Altro momento chiave del congresso sarà la presentazione del Nuovo Codice
Deontologico, che sostituisce e aggiorna il precedente Codice, che risaliva al 1999, e che
è il frutto di una capillare riflessione che ha coinvolto l'intero corpo professionale.
«Il Codice offre una cornice chiara e limpida del nostro agire professionale dove
l’infermiere, fin dall’articolo 1 non è più “un operatore sanitario”, ma “il professionista
sanitario responsabile dell’assistenza infermieristica” » osserva Silvestro.

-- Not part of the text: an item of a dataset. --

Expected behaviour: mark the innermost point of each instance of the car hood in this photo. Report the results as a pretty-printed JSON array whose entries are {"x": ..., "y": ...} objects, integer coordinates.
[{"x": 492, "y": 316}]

Un professionista che, in quanto tale e anche nella sua individualità, “assiste la persona” e
la collettività. Nei suoi 51 articoli, il Codice dà alcune indicazioni sui temi che più
caratterizzano il dibattito bioetico di questi anni: il rispetto della volontà del paziente e il
diritto alla clausola di coscienza da parte dell'infermiere. Questa ipotesi ricorre all'articolo 8:
«L'infermiere, nel caso di conflitti determinati da diverse visioni etiche, si impegna a trovare
la soluzione attraverso il dialogo. Qualora vi fosse e persistesse una richiesta di attività in
contrasto con i principi etici della professione e con i propri valori, si avvale della clausola di
coscienza, facendosi garante delle prestazioni necessarie per l'incolumità e la vita
dell'assistito».
AI centro dell'attenzione anche l'articolo 37, secondo il quale «l'infermiere, quando
l'assistito non è in grado di manifestare la propria volontà, tiene conto di quanto da lui
chiaramente espresso e documentato».
«Con il nuovo Codice deontologico – afferma Silvestro – sanciamo definitivamente “l’atto
infermieristico”, inteso come il complesso delle attività, delle responsabilità, delle
prerogative, delle competenze e dei saperi dell’infermiere nell’esercizio della sua attività
professionale in tutti gli ambiti e in tutte le situazioni».